Fractures of the finger were the next most common (23 percent). Fractures of the bones in the top of the hand (metacarpus) and wrist (carpus) made up 18 and 14 percent of the injuries, respectively. Less than one percent of the injuries involved more than one part of the hand.Â
Hand and forearm fractures were most likely to happen at home (30 percent). A smaller proportion of the injuries happened on the street or in recreational and sports areas (14 percent each). The injuries were generally not work related (75 percent).
Accidental falls were the most common cause of injury (47 percent). Being hit by a person or object was the next most common cause (15 percent); this included sports-related injuries.
Children ages 5 to 14 had more hand and forearm injuries than any other age group (26 percent). This group had the highest rate of radius/ulna fractures. Young adults (ages 15 to 24) had the highest rate of metacarpal fractures. And young children (ages 0 to 4) had the highest rate of multiple hand fractures. However, patients over 85 had the highest rate of wrist and finger fractures, possibly because of accidental falls.
Hand and forearm injuries happened equally to men and women. But women were more likely to hurt their forearms and wrists, whereas men were more likely to hurt the tops of their hands and fingers.
Of the racial groups, whites had the most fractures.
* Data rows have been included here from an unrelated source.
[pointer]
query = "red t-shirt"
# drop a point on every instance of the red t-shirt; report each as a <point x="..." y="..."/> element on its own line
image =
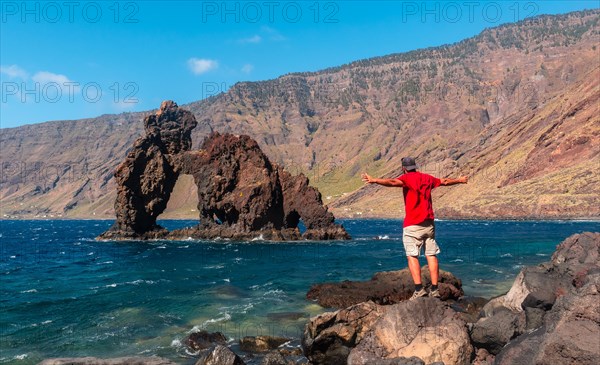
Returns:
<point x="417" y="196"/>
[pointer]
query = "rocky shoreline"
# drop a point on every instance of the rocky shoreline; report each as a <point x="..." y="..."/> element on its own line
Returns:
<point x="549" y="316"/>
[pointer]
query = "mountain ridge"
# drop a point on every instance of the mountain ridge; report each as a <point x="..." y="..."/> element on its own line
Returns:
<point x="439" y="104"/>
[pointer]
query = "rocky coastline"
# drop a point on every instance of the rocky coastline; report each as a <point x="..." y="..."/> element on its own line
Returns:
<point x="549" y="316"/>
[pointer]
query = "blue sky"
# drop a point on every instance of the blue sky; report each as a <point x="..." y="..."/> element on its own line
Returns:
<point x="69" y="60"/>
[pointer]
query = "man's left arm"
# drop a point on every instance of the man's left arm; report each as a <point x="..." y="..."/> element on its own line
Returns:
<point x="448" y="181"/>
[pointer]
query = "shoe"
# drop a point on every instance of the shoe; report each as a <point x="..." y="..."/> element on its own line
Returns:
<point x="419" y="294"/>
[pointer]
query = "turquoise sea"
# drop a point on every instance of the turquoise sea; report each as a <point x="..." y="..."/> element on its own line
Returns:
<point x="64" y="294"/>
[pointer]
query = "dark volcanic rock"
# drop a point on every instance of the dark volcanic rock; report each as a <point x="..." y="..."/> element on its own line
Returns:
<point x="146" y="178"/>
<point x="203" y="340"/>
<point x="261" y="343"/>
<point x="368" y="333"/>
<point x="276" y="358"/>
<point x="241" y="194"/>
<point x="220" y="355"/>
<point x="329" y="337"/>
<point x="562" y="316"/>
<point x="425" y="328"/>
<point x="237" y="184"/>
<point x="494" y="332"/>
<point x="384" y="288"/>
<point x="113" y="361"/>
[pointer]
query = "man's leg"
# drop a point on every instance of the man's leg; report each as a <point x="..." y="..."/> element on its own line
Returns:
<point x="415" y="268"/>
<point x="434" y="269"/>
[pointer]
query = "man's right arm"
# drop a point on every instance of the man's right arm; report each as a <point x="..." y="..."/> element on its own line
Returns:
<point x="460" y="180"/>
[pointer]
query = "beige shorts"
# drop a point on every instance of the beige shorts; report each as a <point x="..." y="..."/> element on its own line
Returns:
<point x="414" y="237"/>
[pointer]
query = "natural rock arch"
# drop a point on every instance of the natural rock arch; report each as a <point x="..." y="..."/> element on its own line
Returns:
<point x="241" y="194"/>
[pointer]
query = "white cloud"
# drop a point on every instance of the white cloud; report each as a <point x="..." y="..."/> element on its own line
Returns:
<point x="247" y="68"/>
<point x="44" y="77"/>
<point x="273" y="33"/>
<point x="14" y="71"/>
<point x="254" y="39"/>
<point x="201" y="65"/>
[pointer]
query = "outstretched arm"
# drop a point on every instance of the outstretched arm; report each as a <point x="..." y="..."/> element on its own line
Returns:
<point x="384" y="182"/>
<point x="460" y="180"/>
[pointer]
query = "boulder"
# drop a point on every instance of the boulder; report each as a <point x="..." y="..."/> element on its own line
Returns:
<point x="384" y="288"/>
<point x="559" y="319"/>
<point x="241" y="194"/>
<point x="261" y="343"/>
<point x="219" y="355"/>
<point x="492" y="333"/>
<point x="425" y="328"/>
<point x="483" y="357"/>
<point x="539" y="286"/>
<point x="368" y="333"/>
<point x="202" y="340"/>
<point x="146" y="178"/>
<point x="329" y="337"/>
<point x="275" y="358"/>
<point x="570" y="334"/>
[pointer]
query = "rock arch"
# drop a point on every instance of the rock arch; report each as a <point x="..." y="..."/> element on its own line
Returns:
<point x="241" y="194"/>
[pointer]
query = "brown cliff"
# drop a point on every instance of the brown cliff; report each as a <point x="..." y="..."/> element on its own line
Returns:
<point x="241" y="194"/>
<point x="514" y="107"/>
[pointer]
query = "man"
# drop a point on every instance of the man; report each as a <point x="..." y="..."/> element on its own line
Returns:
<point x="418" y="227"/>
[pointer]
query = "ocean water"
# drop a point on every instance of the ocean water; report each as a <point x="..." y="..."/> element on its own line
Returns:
<point x="64" y="294"/>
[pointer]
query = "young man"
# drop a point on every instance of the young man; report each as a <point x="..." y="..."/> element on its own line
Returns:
<point x="419" y="228"/>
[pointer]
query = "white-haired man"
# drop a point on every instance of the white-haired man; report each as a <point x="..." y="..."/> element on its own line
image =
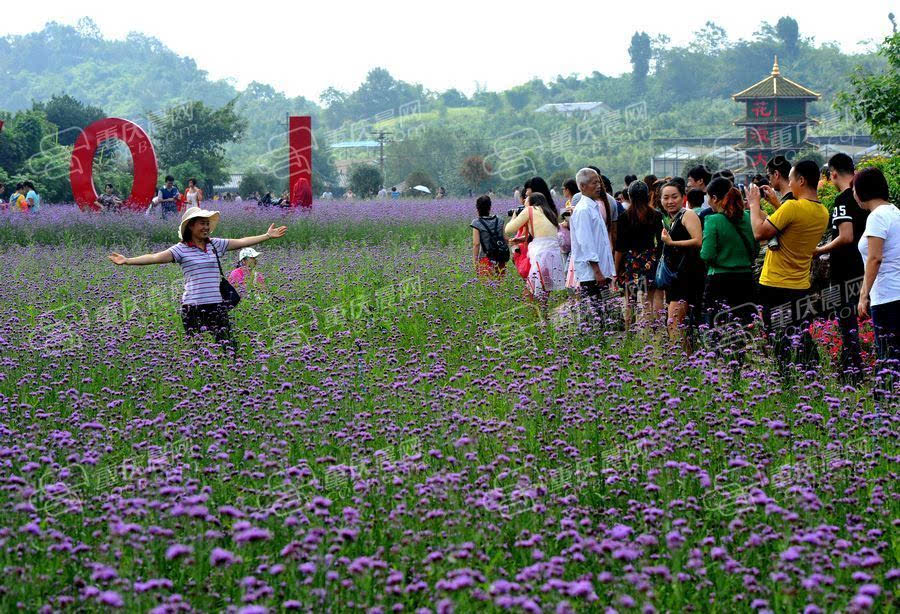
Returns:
<point x="591" y="251"/>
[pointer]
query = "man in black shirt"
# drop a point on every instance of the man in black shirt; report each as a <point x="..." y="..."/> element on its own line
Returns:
<point x="848" y="221"/>
<point x="777" y="171"/>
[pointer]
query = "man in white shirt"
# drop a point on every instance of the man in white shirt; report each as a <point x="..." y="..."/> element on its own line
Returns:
<point x="591" y="250"/>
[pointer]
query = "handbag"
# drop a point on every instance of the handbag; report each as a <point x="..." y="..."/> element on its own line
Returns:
<point x="665" y="275"/>
<point x="230" y="296"/>
<point x="520" y="256"/>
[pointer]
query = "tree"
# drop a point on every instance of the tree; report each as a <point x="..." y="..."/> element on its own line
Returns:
<point x="70" y="116"/>
<point x="558" y="178"/>
<point x="789" y="32"/>
<point x="196" y="133"/>
<point x="24" y="135"/>
<point x="874" y="97"/>
<point x="253" y="180"/>
<point x="640" y="53"/>
<point x="365" y="180"/>
<point x="518" y="97"/>
<point x="475" y="171"/>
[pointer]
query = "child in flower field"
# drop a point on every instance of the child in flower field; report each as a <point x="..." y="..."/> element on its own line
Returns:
<point x="203" y="305"/>
<point x="828" y="334"/>
<point x="245" y="276"/>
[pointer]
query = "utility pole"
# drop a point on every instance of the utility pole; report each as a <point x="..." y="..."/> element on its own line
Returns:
<point x="383" y="137"/>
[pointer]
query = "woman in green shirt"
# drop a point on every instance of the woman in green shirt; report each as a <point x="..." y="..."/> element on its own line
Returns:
<point x="729" y="251"/>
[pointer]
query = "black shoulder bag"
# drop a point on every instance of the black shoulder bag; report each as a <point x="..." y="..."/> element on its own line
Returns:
<point x="230" y="296"/>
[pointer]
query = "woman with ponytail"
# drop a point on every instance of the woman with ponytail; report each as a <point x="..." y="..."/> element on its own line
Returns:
<point x="729" y="250"/>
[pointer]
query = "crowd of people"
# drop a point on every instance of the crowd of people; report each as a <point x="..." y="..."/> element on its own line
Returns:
<point x="683" y="253"/>
<point x="23" y="198"/>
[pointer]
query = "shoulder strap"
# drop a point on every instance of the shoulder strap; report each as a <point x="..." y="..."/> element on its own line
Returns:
<point x="484" y="247"/>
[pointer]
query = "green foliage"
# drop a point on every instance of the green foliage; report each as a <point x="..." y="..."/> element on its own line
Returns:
<point x="828" y="192"/>
<point x="188" y="170"/>
<point x="379" y="95"/>
<point x="891" y="169"/>
<point x="711" y="164"/>
<point x="69" y="115"/>
<point x="558" y="178"/>
<point x="875" y="95"/>
<point x="639" y="51"/>
<point x="25" y="134"/>
<point x="420" y="177"/>
<point x="253" y="180"/>
<point x="810" y="154"/>
<point x="196" y="134"/>
<point x="365" y="180"/>
<point x="789" y="32"/>
<point x="685" y="90"/>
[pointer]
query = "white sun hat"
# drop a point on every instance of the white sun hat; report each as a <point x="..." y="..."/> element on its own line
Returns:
<point x="193" y="212"/>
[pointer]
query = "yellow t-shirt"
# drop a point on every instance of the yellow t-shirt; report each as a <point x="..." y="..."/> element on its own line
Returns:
<point x="801" y="224"/>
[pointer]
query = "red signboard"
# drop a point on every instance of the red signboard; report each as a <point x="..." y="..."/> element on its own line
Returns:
<point x="81" y="169"/>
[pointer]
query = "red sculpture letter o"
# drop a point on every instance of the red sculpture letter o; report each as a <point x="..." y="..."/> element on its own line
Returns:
<point x="81" y="170"/>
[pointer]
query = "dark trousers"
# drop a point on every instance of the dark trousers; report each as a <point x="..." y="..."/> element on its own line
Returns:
<point x="213" y="318"/>
<point x="787" y="319"/>
<point x="886" y="323"/>
<point x="851" y="357"/>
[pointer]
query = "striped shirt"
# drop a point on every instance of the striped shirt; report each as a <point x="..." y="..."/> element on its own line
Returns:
<point x="201" y="273"/>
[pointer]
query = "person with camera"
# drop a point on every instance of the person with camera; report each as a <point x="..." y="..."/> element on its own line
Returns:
<point x="729" y="251"/>
<point x="637" y="250"/>
<point x="546" y="272"/>
<point x="591" y="251"/>
<point x="108" y="201"/>
<point x="490" y="250"/>
<point x="848" y="222"/>
<point x="682" y="240"/>
<point x="778" y="171"/>
<point x="793" y="231"/>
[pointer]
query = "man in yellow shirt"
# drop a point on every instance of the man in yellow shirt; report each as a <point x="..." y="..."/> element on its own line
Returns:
<point x="793" y="232"/>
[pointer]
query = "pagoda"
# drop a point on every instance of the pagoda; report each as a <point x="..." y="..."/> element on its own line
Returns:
<point x="776" y="119"/>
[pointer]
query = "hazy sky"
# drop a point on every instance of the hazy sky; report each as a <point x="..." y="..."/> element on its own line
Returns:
<point x="302" y="48"/>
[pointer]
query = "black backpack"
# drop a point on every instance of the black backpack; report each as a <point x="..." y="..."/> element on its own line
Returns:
<point x="496" y="248"/>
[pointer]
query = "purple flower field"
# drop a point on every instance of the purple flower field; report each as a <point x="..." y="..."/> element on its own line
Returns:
<point x="395" y="436"/>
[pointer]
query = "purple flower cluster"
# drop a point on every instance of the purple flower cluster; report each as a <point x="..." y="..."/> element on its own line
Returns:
<point x="144" y="471"/>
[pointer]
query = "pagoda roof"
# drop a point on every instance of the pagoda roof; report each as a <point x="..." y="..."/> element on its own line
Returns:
<point x="776" y="86"/>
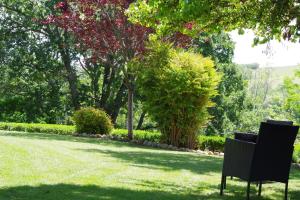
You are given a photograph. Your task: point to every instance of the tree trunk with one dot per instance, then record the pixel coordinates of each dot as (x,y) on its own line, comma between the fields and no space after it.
(130,113)
(119,101)
(141,120)
(71,72)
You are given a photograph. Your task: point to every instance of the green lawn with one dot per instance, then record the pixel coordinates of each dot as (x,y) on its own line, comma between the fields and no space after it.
(43,167)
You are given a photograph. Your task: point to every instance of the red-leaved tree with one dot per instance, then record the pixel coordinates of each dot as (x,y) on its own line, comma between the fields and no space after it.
(101,28)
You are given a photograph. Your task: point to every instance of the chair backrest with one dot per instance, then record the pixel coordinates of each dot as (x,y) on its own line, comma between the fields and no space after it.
(271,121)
(273,152)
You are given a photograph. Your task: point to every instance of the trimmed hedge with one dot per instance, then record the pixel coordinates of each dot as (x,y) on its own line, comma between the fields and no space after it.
(92,121)
(211,143)
(38,128)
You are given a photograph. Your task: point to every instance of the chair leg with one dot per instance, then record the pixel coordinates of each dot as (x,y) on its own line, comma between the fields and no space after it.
(259,189)
(222,185)
(286,190)
(248,190)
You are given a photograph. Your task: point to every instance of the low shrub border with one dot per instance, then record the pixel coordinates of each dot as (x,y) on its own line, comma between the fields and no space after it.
(206,144)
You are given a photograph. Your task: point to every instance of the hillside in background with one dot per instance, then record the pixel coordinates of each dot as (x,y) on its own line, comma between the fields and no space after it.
(271,75)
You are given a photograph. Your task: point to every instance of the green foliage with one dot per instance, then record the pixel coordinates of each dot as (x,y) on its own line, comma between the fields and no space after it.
(211,143)
(177,87)
(270,19)
(38,128)
(92,121)
(296,155)
(292,103)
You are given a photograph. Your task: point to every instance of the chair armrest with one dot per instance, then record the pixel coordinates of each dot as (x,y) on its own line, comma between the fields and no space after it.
(238,156)
(249,137)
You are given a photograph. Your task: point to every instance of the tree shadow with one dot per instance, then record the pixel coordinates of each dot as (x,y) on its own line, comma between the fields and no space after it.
(165,160)
(94,192)
(57,137)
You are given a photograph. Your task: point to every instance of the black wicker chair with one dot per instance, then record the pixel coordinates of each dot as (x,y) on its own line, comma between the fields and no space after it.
(252,137)
(269,159)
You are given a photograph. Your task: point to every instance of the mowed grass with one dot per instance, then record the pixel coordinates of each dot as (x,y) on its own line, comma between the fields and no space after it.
(43,166)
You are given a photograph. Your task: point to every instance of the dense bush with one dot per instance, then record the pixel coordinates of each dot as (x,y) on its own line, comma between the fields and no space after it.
(38,128)
(177,87)
(92,121)
(211,143)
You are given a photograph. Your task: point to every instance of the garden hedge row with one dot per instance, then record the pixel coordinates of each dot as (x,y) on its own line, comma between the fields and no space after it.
(211,143)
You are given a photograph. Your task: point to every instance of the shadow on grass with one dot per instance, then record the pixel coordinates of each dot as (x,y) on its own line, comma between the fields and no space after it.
(165,160)
(57,137)
(94,192)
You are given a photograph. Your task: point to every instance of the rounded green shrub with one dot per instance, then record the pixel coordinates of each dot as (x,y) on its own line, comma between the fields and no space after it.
(177,87)
(92,121)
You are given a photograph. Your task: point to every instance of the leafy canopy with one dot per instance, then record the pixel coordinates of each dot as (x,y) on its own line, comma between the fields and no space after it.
(270,19)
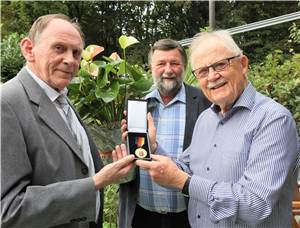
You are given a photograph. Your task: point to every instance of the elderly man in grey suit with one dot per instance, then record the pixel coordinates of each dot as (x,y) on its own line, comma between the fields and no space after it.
(51,173)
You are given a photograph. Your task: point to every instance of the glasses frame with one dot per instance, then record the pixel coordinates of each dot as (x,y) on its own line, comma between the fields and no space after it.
(214,65)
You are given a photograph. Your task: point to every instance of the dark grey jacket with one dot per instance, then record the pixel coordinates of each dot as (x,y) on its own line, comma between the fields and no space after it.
(44,180)
(196,102)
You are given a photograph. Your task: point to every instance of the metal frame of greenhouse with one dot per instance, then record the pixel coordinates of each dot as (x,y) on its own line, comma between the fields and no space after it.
(256,25)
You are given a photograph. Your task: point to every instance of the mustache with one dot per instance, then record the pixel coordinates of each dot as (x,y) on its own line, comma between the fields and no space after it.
(216,84)
(163,76)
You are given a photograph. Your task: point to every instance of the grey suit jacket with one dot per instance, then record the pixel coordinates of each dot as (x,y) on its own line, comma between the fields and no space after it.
(44,181)
(196,102)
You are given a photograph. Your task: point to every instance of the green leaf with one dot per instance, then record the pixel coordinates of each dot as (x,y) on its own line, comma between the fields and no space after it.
(91,51)
(108,94)
(126,41)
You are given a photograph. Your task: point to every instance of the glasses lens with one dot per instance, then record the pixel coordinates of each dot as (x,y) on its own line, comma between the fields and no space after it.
(221,65)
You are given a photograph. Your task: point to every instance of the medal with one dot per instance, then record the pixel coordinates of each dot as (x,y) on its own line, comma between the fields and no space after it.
(140,152)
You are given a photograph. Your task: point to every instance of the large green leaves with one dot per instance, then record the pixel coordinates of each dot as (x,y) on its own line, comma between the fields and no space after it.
(101,87)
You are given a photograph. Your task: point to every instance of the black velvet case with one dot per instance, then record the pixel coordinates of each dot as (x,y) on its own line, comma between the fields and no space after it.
(137,139)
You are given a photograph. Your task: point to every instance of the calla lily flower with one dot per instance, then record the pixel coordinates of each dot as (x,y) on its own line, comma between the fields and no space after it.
(126,41)
(91,51)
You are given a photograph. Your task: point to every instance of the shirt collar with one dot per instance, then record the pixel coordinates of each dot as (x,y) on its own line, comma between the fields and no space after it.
(50,92)
(180,96)
(245,100)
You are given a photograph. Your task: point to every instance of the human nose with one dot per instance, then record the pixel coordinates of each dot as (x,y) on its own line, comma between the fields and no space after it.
(69,57)
(168,68)
(212,74)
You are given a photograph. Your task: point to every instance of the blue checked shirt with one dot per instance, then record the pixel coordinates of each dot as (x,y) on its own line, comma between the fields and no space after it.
(170,124)
(242,165)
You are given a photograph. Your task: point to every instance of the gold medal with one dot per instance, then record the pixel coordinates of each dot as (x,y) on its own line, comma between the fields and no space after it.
(140,153)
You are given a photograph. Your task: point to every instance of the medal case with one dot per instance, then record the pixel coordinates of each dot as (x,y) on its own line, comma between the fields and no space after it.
(137,138)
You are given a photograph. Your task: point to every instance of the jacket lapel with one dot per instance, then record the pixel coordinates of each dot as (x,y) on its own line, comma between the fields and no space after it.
(48,112)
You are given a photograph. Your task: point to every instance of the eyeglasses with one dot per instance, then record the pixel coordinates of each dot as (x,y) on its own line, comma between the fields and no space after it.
(219,66)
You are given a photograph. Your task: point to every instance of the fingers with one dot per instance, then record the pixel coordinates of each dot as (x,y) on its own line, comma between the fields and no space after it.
(156,157)
(124,136)
(126,160)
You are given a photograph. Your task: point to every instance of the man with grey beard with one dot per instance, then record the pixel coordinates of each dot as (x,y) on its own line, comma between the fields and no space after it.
(175,107)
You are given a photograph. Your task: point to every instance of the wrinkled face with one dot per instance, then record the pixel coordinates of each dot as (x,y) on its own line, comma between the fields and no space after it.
(55,56)
(167,71)
(224,87)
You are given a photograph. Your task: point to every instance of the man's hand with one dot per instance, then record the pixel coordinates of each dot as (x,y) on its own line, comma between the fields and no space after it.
(164,171)
(119,168)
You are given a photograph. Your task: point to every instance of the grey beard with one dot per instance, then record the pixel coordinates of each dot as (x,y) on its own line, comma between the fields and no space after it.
(169,89)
They also had the most ER visits overall. There were no differences between blacks and Asians in hand and forearm fractures. American Indians had the lowest rate of fractures.
Hospitals in the South and Midwest saw the most hand and forearm fractures (30 and 31 percent, respectively). Hospitals in these locations also treated more cases overall.
Though almost half of the injuries were covered by insurance, patients paid for their own medical care about 16 percent of the time. This reflects the national statistic that 15 percent of US residents are uninsured.
The authors hope that this information will be used to prevent hand and forearm fractures in high-risk groups, such as children and the elderly.
Kevin C. Chung, MD, and Sandra V. Spilson, MPH. The Frequency and Epidemiology of Hand and Forearm Fractures in the United States. In The Journal of Hand Surgery. September 2001. Vol. 26A. No. 5. Pp. 908-915.